Por otra parte el segundo tipo más común es el SED hipomóvil, en esta variante las manifestaciones clásicas son la hipermovilidad de las articulaciones largas, como los codos y rodillas, y en muchos casos las de las manos y pies. Las dislocaciones son muy comunes, sobre todo las de los hombros y mandíbula. La hiperelasticidad de la piel hace que sea fácilmente dañable. El dolor crónico en casi todas las articulaciones hace que en los casos más severos, este síndrome puede llegar a ser inhabilitante.

El SED vascular, poco frecuente, es el más grave de todos los subtipos ya que como característica principal engloba la ruptura de arteria u órganos. La piel llega a ser tan transparente que permite visualizar las venas. Existe tal grado de fragilidad capilar que puede llegar a romper los capilares al aplicar una mínima presión. La ruptura de vasos sanguíneos del intestino o del útero, cosa que aparece alrededor de los 30-40 años, es la principal causa de muerte en estos pacientes. Existe un gran riesgo de sufrir hemorragias inesperadas durante el       embarazo si se padece este subtipo. La hipermovilidad de las articulaciones, en este caso se restringe únicamente a los  dedos de las manos.   En este tipo de SED sí que encontramos un diagnóstico fiable, ya que gracias a una biopsia de la piel podemos identificar si hay una mutación en el gen COL3A1, lo que indica positivo para el SEDV.

Entrando ya en los tipos de SED menos frecuentes encontramos:

SED tipo xifoescoliosis: caracterizado por presentar escoliosis congénita, que se incrementa conforme crece el paciente. Causa retraso en el desarrollo motor de los niños y en adultos puede provocar la incapacidad para caminar sobre los 2030 años. También pueden presentase características del Síndrome de Marfan.

SED tipo artrocalasia: la característica principal es la luxación congénita de la cadera. Esto va acompañado de un bajo tono muscular y ligera osteopenia.

SED tipo dermatoparaxis: tiene una severa fragilidad de la piel y por consiguiente constantemente se daña. Pueden aparecer hernias musculares o inguinales en algunos casos. Es el tipo menos común, y es el único tipo que se hereda de forma autosómica recesiva.

El diagnóstico

El diagnóstico, a excepción del SEDV, es limitado, ya que no existen pruebas específicas que evidencien padecer este síndrome. En muchos casos cuesta años llegar a encontrar que la causa de los problemas es esta patología. Lo más importante es tener en cuenta la historia familiar, ya que al tratarse de una enfermedad autosómica dominante, es posible que haya antecedentes en la familia. Es muy raro que se produzca por una mutación espontánea de algunos de los genes.
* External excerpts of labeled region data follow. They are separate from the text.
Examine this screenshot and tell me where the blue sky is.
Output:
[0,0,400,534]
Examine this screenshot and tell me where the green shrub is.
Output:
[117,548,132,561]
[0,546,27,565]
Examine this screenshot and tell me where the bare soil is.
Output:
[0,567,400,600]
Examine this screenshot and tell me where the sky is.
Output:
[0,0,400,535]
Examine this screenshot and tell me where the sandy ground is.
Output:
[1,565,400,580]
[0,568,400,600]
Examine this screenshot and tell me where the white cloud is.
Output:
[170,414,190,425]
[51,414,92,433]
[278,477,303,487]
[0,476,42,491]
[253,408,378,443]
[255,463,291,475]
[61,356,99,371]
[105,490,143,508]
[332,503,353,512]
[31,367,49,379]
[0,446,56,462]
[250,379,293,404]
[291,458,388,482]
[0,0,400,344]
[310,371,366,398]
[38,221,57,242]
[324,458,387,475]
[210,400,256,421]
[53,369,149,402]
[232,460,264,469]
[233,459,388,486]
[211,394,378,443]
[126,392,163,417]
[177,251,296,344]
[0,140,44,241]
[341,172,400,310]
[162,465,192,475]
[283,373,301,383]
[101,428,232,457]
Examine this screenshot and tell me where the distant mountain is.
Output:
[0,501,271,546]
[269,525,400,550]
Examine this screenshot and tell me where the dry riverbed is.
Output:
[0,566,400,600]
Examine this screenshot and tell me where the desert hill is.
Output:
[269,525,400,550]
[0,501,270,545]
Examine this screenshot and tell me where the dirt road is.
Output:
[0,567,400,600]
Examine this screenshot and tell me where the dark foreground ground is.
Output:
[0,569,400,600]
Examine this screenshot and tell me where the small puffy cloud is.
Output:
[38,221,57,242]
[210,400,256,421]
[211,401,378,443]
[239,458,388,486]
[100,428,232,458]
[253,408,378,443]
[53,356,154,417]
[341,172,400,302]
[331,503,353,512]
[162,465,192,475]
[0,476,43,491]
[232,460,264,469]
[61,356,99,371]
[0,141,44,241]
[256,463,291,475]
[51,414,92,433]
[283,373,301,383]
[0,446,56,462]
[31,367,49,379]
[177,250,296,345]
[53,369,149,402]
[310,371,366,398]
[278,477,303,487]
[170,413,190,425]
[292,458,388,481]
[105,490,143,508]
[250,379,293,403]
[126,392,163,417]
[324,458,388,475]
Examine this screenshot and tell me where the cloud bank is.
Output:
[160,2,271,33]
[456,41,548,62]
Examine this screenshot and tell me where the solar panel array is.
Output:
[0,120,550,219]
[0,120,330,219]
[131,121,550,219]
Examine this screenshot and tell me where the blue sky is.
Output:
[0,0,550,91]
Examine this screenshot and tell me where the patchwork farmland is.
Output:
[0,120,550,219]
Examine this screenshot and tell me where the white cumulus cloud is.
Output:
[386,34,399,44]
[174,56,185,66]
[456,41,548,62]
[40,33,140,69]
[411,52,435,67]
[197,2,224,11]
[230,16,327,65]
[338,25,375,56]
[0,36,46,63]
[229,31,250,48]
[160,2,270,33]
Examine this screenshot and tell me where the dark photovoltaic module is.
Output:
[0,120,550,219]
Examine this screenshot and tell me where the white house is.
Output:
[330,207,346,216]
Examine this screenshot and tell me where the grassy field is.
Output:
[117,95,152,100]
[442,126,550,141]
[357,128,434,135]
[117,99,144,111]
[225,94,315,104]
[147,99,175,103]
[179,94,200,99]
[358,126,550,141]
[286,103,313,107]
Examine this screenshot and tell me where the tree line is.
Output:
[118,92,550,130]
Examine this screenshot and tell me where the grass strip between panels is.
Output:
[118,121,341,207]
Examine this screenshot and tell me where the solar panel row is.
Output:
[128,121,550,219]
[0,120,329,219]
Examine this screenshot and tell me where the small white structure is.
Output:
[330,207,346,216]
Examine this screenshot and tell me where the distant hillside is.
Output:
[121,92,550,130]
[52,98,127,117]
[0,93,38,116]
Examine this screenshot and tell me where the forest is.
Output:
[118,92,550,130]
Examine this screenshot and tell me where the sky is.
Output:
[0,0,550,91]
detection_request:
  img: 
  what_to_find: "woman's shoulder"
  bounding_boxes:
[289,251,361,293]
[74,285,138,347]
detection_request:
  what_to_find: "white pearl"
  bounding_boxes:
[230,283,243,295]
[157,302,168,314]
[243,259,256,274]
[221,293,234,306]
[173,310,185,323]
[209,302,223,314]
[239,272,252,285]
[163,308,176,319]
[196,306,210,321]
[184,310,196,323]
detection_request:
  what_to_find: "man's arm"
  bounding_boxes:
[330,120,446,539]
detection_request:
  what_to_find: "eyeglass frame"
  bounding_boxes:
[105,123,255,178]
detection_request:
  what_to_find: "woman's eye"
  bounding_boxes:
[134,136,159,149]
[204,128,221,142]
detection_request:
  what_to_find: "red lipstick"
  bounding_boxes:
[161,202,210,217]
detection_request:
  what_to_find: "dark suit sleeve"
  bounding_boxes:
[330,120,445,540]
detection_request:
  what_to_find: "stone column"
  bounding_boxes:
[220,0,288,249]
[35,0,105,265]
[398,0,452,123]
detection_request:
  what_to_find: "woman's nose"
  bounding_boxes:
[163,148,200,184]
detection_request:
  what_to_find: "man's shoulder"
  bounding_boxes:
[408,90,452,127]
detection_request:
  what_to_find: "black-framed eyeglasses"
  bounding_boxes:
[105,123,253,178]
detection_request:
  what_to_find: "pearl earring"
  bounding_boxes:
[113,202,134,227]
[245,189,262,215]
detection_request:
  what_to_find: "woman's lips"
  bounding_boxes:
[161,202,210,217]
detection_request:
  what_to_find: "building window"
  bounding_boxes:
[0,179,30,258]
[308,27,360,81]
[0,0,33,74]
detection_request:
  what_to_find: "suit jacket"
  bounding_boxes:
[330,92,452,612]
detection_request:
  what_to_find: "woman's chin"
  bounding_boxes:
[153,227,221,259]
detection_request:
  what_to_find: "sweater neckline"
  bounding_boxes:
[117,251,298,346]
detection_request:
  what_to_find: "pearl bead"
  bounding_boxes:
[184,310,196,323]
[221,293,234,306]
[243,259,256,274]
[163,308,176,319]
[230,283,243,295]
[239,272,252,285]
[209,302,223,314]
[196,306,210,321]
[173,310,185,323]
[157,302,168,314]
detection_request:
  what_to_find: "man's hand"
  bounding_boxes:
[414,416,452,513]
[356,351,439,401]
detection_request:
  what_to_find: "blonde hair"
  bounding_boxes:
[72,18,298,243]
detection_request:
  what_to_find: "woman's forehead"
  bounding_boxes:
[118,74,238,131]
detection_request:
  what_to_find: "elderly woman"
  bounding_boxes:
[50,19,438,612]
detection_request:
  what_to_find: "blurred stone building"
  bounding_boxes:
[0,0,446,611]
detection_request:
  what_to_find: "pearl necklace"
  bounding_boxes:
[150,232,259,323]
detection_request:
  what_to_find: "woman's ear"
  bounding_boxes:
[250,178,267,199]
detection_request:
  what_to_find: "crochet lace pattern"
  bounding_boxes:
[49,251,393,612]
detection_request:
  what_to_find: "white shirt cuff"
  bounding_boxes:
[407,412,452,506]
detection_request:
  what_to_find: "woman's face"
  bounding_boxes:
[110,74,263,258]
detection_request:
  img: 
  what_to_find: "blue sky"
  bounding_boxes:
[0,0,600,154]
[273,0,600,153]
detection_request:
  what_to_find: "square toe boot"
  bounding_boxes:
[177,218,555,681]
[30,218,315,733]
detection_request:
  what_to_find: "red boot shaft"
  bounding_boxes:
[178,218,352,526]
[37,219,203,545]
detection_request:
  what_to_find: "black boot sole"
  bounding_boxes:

Uno de los problemas más comunes es que estas personas tienen una apariencia totalmente normal, ya que no hay ninguna evidencia de que se padezca la enfermedad. Esto puede llevar a que los pacientes se sientan incomprendidos, ya que no existe ninguna forma de demostrar los constantes problemas y dolores a los que están sometidos.

La persona que vive con SED tiene que aprender a reconocer los obstáculos que puede tener, ya que ha de evitar lo máximo posible las lesiones articulares y cutáneas, pero no tiene por qué no realizar un estilo de vida normal, ya que a excepción del SEDV no existen riesgos de ruptura de órganos o de un vaso sanguíneo principal, y por lo tanto de muerte súbita.